Looking for someone who can mill large areas out on my Reo's door, back and sides.
Something like this:





But more refined of course. This pic is just an idea.
I want it milled out because I want to stick very thin wood in those areas.
I don't want it milled out completely through. Just about 1mm deep and the door about .5mm deep.
I don't know if this is even possible (especially the door).

I will, of course, do a complete paint stripping prior to the milling. It will then be polished, the wood laid in, and then coated. Will use very thin veneered stabilized wood (when I can find some...lol)

Also, where would I go to find someone who can cut stabilized wood very thin, very very thin?

Any ideas/offerings?

Thanks.


----------



## shaunnadan (7/6/15)

Hi 

You can prob ask @Genosmate to give it a go. 

Also a lot of engineering companies can mill it out, look for a laser engraving company and they should do it easily. 

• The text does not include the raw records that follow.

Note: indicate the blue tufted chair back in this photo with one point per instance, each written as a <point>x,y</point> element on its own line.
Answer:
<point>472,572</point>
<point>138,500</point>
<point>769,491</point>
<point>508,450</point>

You can buy sheets of vernier wood in various thickness. Normally in strips or pages . There is a company in kempton park that does it. Other option is to take hard wood and pop it into a plainer machine

Reactions: Agree 1


----------



## zadiac (7/6/15)

shaunnadan said:


> Hi
> 
> You can prob ask @Genosmate to give it a go.
> 
> ...



Like I said. Locally (Vaal Triangle) I haven't been able to find anyone yet who can do that for me. I'm still searching.
Wanna give my lovely Selene a complete makeover, and dress her up nicely.


----------



## shaunnadan (7/6/15)

zadiac said:


> Like I said. Locally (Vaal Triangle) I haven't been able to find anyone yet who can do that for me. I'm still searching.
> Wanna give my lovely Selene a complete makeover, and dress her up nicely.



I think there is an engineering company in Vereeniging . Il have a look around tomorrow to see if they can do it.

Reactions: Winner 1 | Thanks 1


----------



## zadiac (7/6/15)

Thanks. I'm still looking around, but haven't found anything yet.


----------